The court further errs when it concludes that exclusion of Murray’s testimony was harmful error. After the trial court excluded Murray’s testimony, Murray testified on bill of exception that Barnard’s car was travel-ling between forty-five and sixty miles per hour at the time of the accident.
Three eyewitnesses testified to the speed of Barnard’s vehicle before the accident, the main subject of contention at trial. Barnard testified that he was travelling about thirty-five miles per hour at the time of the collision; one disinterested witness, Carolyn Hu-bacek, testified that Barnard was travelling at a speed of twenty to twenty-five miles per hour. A second disinterested eyewitness, Joy Soby, testified that Barnard was travel-ling “approximately forty miles-an-hour” at the time his car hit Mentis.
Given this eyewitness testimony, Murray’s testimony was probably cumulative. And the court offers no reason to assume that the testimony of what Learned Hand once referred to as a “hired champion” will carry the day with the jury. See Learned Hand, Historical and Practical Considerations Regarding Expert Testimony, 15 HARV. L.REV. 40, 58 (1901). Even if exclusion of Murray’s testimony was error, however, the court’s opinion does not show that such error probably caused the jury to reach an improper verdict when the jury assigned eighty-five percent of the fault for the accident to Men-tis, and fifteen percent of the fault to Barnard. I would conclude that the trial court did not err by rendering judgment on the verdict. See TexR.App.P. 81(b)(1).
For the foregoing reasons, I respectfully dissent.
. I would adopt a recent recommendation by the Supreme Court Task Force on Sanctions and amend the rule to delete the "as soon as practical” language. Instead, as the task force has also recommended, I would commit the timing of designation of expert witnesses more than thirty days before trial to the trial court's broad authority under Tex.R.Civ.P. 166, which governs pretrial orders. See Werner v. Miller, 579 S.W.2d 455, 457 (Tex.1979). Notwithstanding my preference for a different rule, this court is obligated, like all Texas courts, to enforce the rules currently in place. As we have said before, our rules of civil procedure should not be amended by judicial decision. See, e.g., Alvarado v. Farah, 830 S.W.2d 911, 917 (Tex.1992).

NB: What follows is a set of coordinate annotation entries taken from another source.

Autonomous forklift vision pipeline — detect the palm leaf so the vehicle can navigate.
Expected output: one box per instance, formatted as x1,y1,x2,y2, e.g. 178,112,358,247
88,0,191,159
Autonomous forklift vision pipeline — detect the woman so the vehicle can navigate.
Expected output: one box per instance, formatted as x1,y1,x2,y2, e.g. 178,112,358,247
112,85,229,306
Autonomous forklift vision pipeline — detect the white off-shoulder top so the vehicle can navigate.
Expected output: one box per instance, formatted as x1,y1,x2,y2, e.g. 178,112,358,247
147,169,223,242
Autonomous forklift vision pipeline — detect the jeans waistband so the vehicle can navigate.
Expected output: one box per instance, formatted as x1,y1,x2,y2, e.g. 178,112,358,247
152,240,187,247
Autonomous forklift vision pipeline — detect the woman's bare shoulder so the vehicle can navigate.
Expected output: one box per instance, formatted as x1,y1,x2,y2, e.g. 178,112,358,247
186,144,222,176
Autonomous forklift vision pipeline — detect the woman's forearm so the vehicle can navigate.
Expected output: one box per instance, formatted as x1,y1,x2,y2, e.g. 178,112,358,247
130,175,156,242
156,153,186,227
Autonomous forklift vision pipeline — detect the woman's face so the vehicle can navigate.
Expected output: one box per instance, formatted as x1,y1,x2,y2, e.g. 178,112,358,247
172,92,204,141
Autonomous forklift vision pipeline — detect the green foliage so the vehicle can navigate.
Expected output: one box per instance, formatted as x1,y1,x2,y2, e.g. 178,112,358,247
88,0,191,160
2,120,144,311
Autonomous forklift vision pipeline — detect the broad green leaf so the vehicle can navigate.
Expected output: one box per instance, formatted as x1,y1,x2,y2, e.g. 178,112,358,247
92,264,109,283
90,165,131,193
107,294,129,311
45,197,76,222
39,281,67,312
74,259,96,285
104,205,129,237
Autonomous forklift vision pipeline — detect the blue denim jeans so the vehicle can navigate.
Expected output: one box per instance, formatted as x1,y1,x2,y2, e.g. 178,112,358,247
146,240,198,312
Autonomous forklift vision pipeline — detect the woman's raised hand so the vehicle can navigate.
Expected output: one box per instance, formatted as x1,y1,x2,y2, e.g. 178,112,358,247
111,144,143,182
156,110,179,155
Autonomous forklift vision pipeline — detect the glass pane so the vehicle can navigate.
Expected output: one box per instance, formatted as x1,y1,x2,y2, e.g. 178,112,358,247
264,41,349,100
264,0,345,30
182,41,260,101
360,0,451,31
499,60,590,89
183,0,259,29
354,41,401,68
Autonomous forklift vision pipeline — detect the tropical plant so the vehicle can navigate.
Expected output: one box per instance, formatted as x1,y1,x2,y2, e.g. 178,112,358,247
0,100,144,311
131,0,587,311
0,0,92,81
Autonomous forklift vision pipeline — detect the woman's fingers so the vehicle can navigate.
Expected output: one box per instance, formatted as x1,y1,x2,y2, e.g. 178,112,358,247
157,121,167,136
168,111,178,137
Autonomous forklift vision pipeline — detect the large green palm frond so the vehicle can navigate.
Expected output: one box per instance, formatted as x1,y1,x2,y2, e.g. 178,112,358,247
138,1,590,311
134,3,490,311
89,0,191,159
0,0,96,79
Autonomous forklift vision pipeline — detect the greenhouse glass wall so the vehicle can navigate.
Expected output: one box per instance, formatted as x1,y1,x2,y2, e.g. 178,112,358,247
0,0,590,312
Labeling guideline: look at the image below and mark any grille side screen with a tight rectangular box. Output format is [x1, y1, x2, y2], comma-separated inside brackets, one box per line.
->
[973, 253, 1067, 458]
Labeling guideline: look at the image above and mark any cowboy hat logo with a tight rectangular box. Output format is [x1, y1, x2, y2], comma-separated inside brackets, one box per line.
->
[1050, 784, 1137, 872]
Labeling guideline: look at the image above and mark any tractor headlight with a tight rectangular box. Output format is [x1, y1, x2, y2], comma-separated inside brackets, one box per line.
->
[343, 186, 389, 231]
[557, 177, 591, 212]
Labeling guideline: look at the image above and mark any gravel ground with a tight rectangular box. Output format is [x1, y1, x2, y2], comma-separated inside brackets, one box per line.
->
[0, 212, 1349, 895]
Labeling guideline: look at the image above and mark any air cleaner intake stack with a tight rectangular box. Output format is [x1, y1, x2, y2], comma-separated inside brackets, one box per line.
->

. The court’s suggestion that Rule 166b(6)(b) triggers an obligation to fully and accurately respond to a discovery request for designation of potential expert witnesses only after a party subjectively "expects” to call an expert witness *17should be proof enough of the rule’s infirmity. Supra, 870 S.W.2d at 16. As the court's opinion intimates, this rule only encourages discovery gamesmanship. If a party’s obligation to disclose a potential expert arises only when she expects to call an expert witness, this obligation is irreconcilable with the overall purpose of our discovery rules: to encourage early and complete disclosure of the relevant facts so that the parties may evaluate the case for settlement and avoid ambush at trial. See Alvarado, 830 S.W.2d at 916.